As you know, South Korea is embarked in a nation branding project we have covered in many occasions here. Yesterday, the Korean Presidential Council on Nation Branding released the results of a survey conducted from last November through January – a survey that shows interesting information on how the world perceives Korea and Koreans and is thus very relevant to Korea’s nation branding plans.
According to the survey, which questioned 4,214 adults aged between 18 and 70 in 25 countries, foreigners associate “Korea” with the following images in this particular order: technnology (12 percent), cuisine (10.7 percent), soap operas (10.3 percent), people (9.4 percent), economic growth (6.2 percent), the Korean war (5.4 percent) and North Korea’s nuclear threat (4.1 percent). These are the concepts that come to mind to foreigners when they heard the word “Korea”.

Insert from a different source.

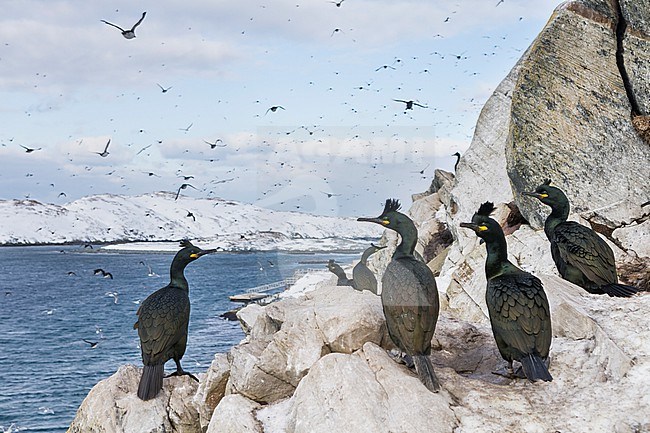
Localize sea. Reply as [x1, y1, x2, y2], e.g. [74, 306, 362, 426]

It is the second consecutive year that “technology” has ranked first, the Korean ministry of Knowledge Economy said. In fact, Korean mobile phones were most favored by consumers in 11 countries, followed by home appliances in eight countries and movies/dramas in six countries. The image of Korean food trailed technology, followed by Korean dramas, Korean people, and economic growth. The Korean War ranked sixth in 2008, coming down from fourth in 2007. The North Korean nuclear issue came in seventh, followed by Korean movies, Korean entertainers, and the Olympics and World Cup.
Korean products still undervalued
An interesting point of the survey is that when it comes to products, the Made in Korea tagline is still not providing enough value. Consumers in Japan, Germany and the United States still underestimate price value of Korean products and services by more than 30 percent, the ministry said. For example, Japanese people thought a $100 product with a Korean brand label deserved to be valued at an average of $141.6 if it had a Made in Japan label.
In particular, the Asian and African regions’ underestimation of Korean products is more serious than that in developed nations, the ministry said. “In these regions, Korea particularly needs to build images of Korean products as sophisticated ones,” the ministry said in the statement.
The result supports the previous findings of empirical studies on Korea’s national brand and its effect on Korean exports. A Koran brand expert, Han Choong-min, found in his study released in the late 1990s that the selling price of a Samsung wide-screen television set was 20-30 percent lower than the price estimated based on product quality by industry experts on international markets.
The study also found that Japanese brand Sony’s wide-screen television set was sold at 30 percent higher than the price estimated based on product quality. The author concluded people living in neutral countries feel that Japan is more attractive than Korea, and that their perception is reflected in the deep price gap between the products coming from these two countries.
Foreign affinities and hostilities
Russians have the most positive image about Koreans among people in 25 countries, followed by Canadians, Saudi Arabians, Mexicans, Filipinos and Italians, according to this poll. The survey found that Koreans, meanwhile, were less popular in the United States, Japan, Germany, Hong Kong and Taiwan.
Respondents to the survey, aimed at assessing Korea’s national brand and image overseas, also said that they gathered information or were informed about Korea by accessing the Internet (18.7 percent), watching television news programs (14.3) and dramas (11.5 percent).
Brand experts say North Korea’s bellicose acts, militant labor unions and violent protests played a role in undermining Korea’s image abroad.